The same pattern has been extended across the suite. cuML added a zero-code-change accelerator, cuml.accel, released as an open beta with cuML 25.02 in March 2025; enabled via %load_ext cuml.accel or python -m cuml.accel, it transparently speeds up popular scikit-learn algorithms (such as random forests, k-nearest neighbors, PCA, and k-means) as well as UMAP and HDBSCAN, falling back to CPU execution for anything unsupported. Nvidia reported representative speedups including roughly 25 times for random-forest training, about 50 times for t-SNE, up to 60 times for UMAP, and up to 175 times for HDBSCAN. cuGraph provides a zero-code-change backend for NetworkX (nx-cugraph), which became part of the headline features of the RAPIDS 24.10 release in October 2024 and lets NetworkX programs run graph algorithms on the GPU unchanged. RAPIDS also powers the Polars GPU engine: developed jointly with the Polars project and built on cuDF, it launched in open beta in September 2024 and accelerates Polars queries simply by selecting the GPU engine, with Nvidia citing up to roughly 13 times faster workflows than CPU execution. ^[9]^[10]^[11]

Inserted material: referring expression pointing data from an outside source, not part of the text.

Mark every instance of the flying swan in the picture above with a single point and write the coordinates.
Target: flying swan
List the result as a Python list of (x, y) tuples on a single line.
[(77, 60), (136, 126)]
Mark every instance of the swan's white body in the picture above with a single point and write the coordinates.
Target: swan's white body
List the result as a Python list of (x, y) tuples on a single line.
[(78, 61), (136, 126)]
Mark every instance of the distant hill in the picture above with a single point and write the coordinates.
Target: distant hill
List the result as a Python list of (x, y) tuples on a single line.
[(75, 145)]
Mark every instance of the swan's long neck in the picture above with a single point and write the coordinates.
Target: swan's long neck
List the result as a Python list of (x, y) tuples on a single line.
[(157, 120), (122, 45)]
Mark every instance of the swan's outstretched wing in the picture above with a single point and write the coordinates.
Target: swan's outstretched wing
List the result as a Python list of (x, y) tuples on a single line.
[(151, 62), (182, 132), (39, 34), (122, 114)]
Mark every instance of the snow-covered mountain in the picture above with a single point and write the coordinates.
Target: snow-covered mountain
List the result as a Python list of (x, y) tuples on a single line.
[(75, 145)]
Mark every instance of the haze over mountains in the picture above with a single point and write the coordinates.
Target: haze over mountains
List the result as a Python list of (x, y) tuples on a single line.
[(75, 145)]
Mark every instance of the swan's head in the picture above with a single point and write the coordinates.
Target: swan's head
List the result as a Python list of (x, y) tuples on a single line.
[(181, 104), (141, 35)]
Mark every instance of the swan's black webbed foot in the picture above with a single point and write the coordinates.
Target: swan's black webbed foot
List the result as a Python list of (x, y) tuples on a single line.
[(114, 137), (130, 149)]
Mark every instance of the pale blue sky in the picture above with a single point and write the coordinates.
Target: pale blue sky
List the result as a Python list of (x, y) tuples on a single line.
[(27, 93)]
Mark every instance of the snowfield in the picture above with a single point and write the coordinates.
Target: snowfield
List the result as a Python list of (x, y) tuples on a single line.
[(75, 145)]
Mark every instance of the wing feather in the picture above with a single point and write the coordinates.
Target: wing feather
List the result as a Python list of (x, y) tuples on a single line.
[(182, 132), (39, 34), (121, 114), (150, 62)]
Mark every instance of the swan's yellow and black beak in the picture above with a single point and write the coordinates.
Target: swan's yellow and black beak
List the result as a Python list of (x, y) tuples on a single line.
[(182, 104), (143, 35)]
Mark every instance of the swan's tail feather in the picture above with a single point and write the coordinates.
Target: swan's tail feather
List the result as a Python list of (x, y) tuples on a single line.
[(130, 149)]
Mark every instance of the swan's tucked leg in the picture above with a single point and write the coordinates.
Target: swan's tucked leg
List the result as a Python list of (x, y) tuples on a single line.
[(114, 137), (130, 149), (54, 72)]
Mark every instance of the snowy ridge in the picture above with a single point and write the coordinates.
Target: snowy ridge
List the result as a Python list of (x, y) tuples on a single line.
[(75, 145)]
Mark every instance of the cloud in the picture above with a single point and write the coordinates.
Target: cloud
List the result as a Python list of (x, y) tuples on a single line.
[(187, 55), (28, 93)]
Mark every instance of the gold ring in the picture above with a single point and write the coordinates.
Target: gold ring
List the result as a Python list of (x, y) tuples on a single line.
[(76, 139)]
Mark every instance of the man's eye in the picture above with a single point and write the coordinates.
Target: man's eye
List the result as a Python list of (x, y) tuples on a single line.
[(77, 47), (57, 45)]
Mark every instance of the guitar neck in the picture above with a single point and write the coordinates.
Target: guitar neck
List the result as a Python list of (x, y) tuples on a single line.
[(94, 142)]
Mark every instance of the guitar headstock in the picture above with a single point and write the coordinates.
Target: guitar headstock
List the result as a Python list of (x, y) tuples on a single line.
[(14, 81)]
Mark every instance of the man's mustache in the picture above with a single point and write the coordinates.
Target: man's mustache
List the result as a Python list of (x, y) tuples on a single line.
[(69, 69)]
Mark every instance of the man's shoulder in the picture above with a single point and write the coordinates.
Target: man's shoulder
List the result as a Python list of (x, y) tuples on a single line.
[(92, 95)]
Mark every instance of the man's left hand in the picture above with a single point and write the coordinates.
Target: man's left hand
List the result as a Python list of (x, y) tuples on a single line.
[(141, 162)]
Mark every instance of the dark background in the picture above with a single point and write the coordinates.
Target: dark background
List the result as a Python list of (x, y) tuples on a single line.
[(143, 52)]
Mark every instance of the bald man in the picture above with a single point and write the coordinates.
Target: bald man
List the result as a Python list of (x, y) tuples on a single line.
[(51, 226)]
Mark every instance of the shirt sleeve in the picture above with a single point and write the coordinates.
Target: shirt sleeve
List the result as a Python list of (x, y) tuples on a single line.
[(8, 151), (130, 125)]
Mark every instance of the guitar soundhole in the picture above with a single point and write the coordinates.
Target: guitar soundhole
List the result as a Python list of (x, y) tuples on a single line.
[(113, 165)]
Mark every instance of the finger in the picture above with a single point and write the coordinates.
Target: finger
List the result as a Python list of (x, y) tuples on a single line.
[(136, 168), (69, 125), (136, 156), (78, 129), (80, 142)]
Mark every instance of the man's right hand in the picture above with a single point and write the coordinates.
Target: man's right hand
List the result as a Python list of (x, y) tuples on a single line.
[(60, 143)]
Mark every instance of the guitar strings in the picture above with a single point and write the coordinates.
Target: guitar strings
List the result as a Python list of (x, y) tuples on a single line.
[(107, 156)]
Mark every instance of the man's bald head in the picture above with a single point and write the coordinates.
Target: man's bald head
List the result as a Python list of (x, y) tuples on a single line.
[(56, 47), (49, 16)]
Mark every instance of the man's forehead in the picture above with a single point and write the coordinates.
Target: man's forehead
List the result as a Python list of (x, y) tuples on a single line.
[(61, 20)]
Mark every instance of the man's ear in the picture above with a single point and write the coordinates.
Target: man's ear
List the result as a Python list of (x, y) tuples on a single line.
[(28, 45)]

Accelerator	Library accelerated	How it is enabled	Status / first availability
cudf.pandas	pandas	`%load_ext cudf.pandas` or `python -m cudf.pandas`	Generally available, RAPIDS 24.02 (March 2024)
cuml.accel	scikit-learn, UMAP, HDBSCAN	`%load_ext cuml.accel` or `python -m cuml.accel`	Open beta, cuML 25.02 (March 2025)
nx-cugraph	NetworkX	set the cuGraph backend for NetworkX	RAPIDS 24.10 (October 2024)
Polars GPU engine	Polars	select the GPU engine when collecting a query	Open beta (September 2024)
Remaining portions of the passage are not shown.